‘Eu, Capitão’: a odisseia invisível (e real) dos refugiados africanos
No limiar entre sonho e pesadelo, o belíssimo filme acompanha a tortuosa trajetória de dois jovens rumo a uma nova vida na Europa
O cineasta italiano Matteo Garrone se surpreendeu quando ouviu um refugiado africano chamar a brutal viagem clandestina até a Europa de “aventura”. O termo de conotação positiva não parecia apropriado aos que fogem de guerras e da fome, num trajeto insalubre pelo Deserto do Saara e em embarcações abarrotadas no Mar Mediterrâneo — périplo que dura meses e no qual muitos perdem a vida. Ainda assim, o diretor aderiu ao ponto de vista dos viajantes — com resultado notável — ao realizar Eu, Capitão (Io Capitano, Itália, 2023), em cartaz nos cinemas e indicado ao Oscar de filme internacional. “O que eu fiz foi dar forma visual às histórias que me foram contadas como épicos, e não pela ótica europeia”, disse Garrone a VEJA.
Na trama, o adolescente senegalês Seydou, interpretado pelo jovem estreante Seydou Sarr, e o primo Moussa (Moustapha Fall) sonham em ser músicos. Em Dacar, eles são pobres, mas não miseráveis. Educados e amados, os garotos almejam a vida das estrelas que veem no TikTok e miram a Europa como destino para essa realização. Ao contrário dos que entram e saem do velho continente por vias legais, os dois não desfrutam o mesmo privilégio — o que os coloca nas mãos dos traficantes de pessoas. “O deslocamento humano por uma vida melhor é histórico e deveria ser um direito universal”, diz Garrone sobre a motivação por trás do filme.

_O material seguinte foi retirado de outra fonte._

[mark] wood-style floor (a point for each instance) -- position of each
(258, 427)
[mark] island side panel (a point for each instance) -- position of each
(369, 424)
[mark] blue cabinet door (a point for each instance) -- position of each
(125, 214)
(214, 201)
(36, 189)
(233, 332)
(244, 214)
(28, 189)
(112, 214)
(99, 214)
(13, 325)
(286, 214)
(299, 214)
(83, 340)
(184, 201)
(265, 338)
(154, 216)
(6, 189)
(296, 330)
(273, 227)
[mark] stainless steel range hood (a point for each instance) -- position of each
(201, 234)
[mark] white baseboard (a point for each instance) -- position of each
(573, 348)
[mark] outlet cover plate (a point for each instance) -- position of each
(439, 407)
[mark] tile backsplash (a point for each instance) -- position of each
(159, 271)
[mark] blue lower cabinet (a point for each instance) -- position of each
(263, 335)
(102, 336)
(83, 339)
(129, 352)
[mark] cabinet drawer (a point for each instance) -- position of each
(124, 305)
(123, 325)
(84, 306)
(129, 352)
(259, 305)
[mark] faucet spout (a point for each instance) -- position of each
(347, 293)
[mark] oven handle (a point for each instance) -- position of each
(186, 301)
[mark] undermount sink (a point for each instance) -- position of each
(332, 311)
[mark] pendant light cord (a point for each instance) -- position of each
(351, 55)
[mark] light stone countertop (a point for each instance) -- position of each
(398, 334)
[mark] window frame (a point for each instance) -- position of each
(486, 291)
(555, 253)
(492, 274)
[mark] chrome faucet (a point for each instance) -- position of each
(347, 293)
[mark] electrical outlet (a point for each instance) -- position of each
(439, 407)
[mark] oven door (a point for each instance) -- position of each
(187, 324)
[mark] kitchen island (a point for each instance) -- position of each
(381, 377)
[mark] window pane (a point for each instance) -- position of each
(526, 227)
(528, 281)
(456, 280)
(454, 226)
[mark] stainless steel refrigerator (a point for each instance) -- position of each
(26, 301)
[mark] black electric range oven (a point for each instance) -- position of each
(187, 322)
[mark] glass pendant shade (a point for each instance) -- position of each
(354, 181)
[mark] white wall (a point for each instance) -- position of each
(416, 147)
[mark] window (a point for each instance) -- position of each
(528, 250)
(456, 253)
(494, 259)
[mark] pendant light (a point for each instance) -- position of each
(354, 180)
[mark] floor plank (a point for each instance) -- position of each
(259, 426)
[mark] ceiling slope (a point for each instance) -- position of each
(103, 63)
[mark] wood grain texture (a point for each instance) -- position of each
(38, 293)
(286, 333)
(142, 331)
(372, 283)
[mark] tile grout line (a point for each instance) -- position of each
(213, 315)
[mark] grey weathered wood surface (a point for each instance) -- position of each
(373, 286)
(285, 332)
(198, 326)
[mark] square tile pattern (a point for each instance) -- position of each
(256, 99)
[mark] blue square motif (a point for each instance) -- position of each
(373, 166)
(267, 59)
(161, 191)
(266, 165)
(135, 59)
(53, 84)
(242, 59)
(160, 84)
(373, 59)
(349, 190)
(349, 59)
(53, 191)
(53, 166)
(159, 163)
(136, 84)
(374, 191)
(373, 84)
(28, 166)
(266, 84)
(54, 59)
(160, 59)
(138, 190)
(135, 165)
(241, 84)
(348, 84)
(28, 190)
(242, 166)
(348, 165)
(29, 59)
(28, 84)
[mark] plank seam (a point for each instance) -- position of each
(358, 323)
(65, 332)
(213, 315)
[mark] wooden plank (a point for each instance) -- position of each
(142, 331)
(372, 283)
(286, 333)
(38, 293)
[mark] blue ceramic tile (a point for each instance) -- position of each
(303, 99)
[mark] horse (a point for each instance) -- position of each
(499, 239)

Traçar os contornos de realidades difíceis é uma habilidade que o diretor provou ter em 2008, com Gomorra, a acachapante adaptação do livro de Roberto Saviano sobre a violenta máfia de Nápoles. De lá para cá, Garrone passou a adicionar pitadas de realismo mágico à crueza da vida real. Assim, Eu, Capitão se firma como uma pérola entre os muitos filmes recentes que observam a crise migratória europeia. A começar pela autenticidade do roteiro, escrito ao lado de refugiados e honrando as línguas originais de cada trecho: Seydou fala em cena o dialeto local wolof, além de francês, inglês e italiano.
Os dois jovens atores, que nunca haviam saído do Senegal, não receberam o roteiro completo, experimentando na prática a viagem sem saber o desfecho: os protagonistas enfrentam adversidades climáticas e também a crueldade humana dos que se aproveitam de vulneráveis. As cenas dignas de um pesadelo são amenizadas por toques de fantasia onírica — algumas envolvendo seres míticos africanos. Mas a coragem e o carisma dos dois garotos é o que cativa: apesar de o título do filme ganhar uma explicação didática ao fim, o desejo humano de ser capitão da própria vida sobressai — mesmo que, para isso, seja necessário encarar uma odisseia invisível.